Sample efficient graph classification using binary Gaussian boson sampling
Amanuel Anteneh, Olivier Pfister
TL;DR
This work proposes a binary-detector Gaussian boson sampling (GBS) approach for graph classification, enabling room-temperature, hardware-friendly implementations. It analyzes how sample complexity and coarse-graining affect learning, showing that raw outcome space grows as $| abla| 2^M$, but mu-coarse-graining reduces this to $O(M)$ and nu-coarse-graining to $O(1)$ samples, with corresponding feature-vector dimensions. Empirically, the binary GBS kernel achieves competitive or superior accuracies compared with classical graph kernels, notably on ENZYMES, and demonstrates robustness to graph-size imbalance, while avoiding the need for displacement.
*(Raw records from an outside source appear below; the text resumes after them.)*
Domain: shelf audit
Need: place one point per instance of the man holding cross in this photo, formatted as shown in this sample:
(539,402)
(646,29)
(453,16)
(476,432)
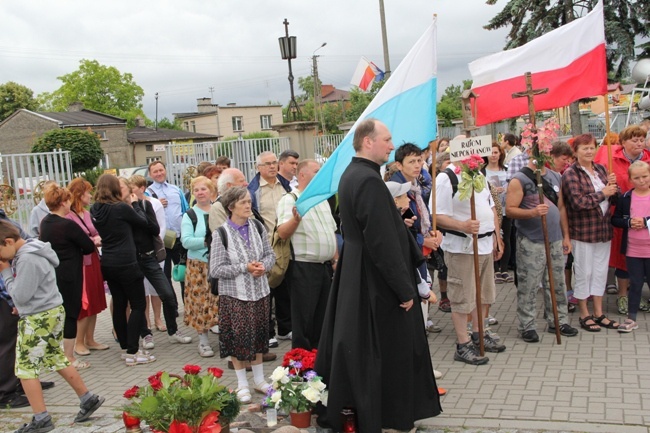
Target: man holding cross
(523,206)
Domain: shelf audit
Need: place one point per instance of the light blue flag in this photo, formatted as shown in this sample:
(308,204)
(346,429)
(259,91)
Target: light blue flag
(406,105)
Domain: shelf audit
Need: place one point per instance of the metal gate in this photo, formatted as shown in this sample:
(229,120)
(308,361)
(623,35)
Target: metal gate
(182,158)
(22,177)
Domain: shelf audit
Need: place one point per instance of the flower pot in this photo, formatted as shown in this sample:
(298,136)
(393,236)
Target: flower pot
(131,423)
(300,419)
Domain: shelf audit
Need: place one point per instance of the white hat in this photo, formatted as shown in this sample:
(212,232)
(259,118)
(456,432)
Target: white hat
(396,189)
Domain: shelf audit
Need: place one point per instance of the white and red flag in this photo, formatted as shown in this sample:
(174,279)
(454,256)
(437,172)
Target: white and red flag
(366,74)
(570,61)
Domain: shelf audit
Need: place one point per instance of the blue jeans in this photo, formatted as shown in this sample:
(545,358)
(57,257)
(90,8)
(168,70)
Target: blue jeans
(126,284)
(151,270)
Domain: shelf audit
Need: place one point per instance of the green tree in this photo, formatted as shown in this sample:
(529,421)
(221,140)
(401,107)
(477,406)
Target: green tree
(14,96)
(84,146)
(626,23)
(165,123)
(100,88)
(450,107)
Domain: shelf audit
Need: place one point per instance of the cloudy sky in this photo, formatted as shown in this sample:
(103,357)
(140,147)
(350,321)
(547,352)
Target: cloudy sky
(181,49)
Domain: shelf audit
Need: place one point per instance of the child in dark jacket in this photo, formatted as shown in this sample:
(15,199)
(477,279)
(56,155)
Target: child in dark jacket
(28,270)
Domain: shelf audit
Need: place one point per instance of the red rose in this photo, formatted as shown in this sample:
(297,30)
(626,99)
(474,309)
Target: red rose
(192,369)
(216,372)
(155,383)
(131,392)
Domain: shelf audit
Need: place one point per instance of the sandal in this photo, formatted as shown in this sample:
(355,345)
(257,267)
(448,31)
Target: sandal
(80,365)
(262,387)
(628,325)
(591,327)
(611,324)
(244,395)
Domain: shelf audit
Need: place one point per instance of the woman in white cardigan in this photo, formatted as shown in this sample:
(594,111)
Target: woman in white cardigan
(243,289)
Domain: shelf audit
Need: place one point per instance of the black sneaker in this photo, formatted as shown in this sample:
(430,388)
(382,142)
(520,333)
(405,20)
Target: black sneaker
(489,344)
(89,408)
(566,330)
(530,336)
(41,426)
(468,353)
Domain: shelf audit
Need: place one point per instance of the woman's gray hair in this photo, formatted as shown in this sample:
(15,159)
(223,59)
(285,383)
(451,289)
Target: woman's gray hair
(231,196)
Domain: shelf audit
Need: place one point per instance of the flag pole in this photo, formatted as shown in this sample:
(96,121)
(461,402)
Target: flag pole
(434,156)
(610,165)
(530,93)
(468,126)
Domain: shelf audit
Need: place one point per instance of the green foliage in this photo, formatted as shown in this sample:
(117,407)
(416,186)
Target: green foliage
(100,88)
(84,146)
(165,123)
(626,21)
(14,96)
(450,106)
(91,175)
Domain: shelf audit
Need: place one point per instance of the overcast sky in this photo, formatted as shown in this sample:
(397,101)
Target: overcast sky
(182,48)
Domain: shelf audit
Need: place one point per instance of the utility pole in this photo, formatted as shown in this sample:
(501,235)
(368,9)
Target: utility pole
(384,39)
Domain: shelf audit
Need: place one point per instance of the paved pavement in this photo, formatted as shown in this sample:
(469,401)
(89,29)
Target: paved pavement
(595,382)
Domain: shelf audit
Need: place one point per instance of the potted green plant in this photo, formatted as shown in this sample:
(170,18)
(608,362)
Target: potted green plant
(191,403)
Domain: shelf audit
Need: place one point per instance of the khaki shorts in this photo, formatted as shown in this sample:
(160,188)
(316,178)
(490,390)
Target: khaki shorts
(39,346)
(461,287)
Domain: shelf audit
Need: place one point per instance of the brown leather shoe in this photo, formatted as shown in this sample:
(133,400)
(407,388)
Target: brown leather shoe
(266,357)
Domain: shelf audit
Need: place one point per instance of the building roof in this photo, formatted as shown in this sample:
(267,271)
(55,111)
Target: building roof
(142,134)
(329,93)
(84,117)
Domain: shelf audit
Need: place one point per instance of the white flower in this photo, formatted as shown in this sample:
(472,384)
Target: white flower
(311,394)
(279,373)
(317,385)
(323,397)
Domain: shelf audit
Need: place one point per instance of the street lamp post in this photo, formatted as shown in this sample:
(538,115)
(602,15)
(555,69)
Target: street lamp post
(288,50)
(317,90)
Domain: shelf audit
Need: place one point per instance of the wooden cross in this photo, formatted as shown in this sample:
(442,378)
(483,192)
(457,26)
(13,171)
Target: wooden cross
(530,94)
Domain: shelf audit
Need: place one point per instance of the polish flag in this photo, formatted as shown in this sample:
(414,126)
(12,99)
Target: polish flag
(406,104)
(365,74)
(570,61)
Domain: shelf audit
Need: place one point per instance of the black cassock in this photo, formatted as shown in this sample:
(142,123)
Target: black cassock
(373,355)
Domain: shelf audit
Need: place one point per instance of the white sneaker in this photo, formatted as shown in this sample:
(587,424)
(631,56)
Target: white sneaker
(285,337)
(205,351)
(141,357)
(147,342)
(180,338)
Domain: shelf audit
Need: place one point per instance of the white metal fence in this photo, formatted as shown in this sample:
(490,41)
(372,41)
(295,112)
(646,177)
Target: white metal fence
(24,174)
(182,158)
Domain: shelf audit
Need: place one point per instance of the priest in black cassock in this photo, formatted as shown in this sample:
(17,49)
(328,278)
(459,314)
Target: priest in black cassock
(373,352)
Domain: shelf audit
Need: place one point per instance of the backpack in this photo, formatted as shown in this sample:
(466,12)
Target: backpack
(221,232)
(283,255)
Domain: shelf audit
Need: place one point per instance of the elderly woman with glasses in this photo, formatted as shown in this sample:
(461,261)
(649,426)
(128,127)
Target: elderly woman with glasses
(241,268)
(632,149)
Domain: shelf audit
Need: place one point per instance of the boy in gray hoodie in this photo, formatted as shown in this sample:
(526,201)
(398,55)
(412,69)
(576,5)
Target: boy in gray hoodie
(28,270)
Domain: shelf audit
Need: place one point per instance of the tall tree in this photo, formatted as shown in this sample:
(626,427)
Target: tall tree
(14,96)
(627,22)
(100,88)
(450,106)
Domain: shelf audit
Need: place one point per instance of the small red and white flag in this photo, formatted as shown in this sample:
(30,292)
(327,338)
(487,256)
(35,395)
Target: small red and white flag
(570,61)
(366,74)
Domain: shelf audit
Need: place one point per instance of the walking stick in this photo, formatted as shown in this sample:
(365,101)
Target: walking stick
(530,93)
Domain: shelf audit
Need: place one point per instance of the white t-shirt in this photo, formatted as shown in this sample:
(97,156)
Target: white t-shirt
(461,211)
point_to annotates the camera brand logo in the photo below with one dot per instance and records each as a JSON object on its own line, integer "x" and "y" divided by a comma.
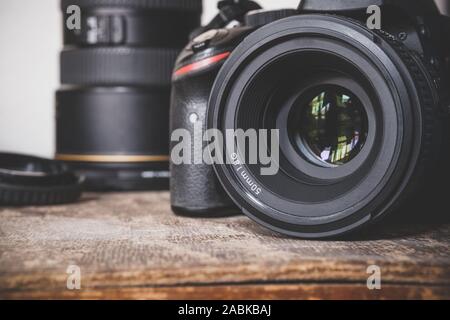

The results highlight the practicality of GBS-based graph kernels and point to future work on incorporating vertex/edge labels and refining coarse-graining strategies to further improve performance and hardware feasibility.
Abstract
We present a variation of a quantum algorithm for the machine learning task of classification with graph-structured data. The algorithm implements a feature extraction strategy that is based on Gaussian boson sampling (GBS) a near term model of quantum computing. However, unlike the currently proposed algorithms for this problem, our GBS setup only requires binary (light/no light) detectors, as opposed to photon number resolving detectors. These detectors are technologically simpler and can operate at room temperature, making our algorithm less complex and less costly to implement on the physical hardware. We also investigate the connection between graph theory and the matrix function called the Torontonian which characterizes the probabilities of binary GBS detection events.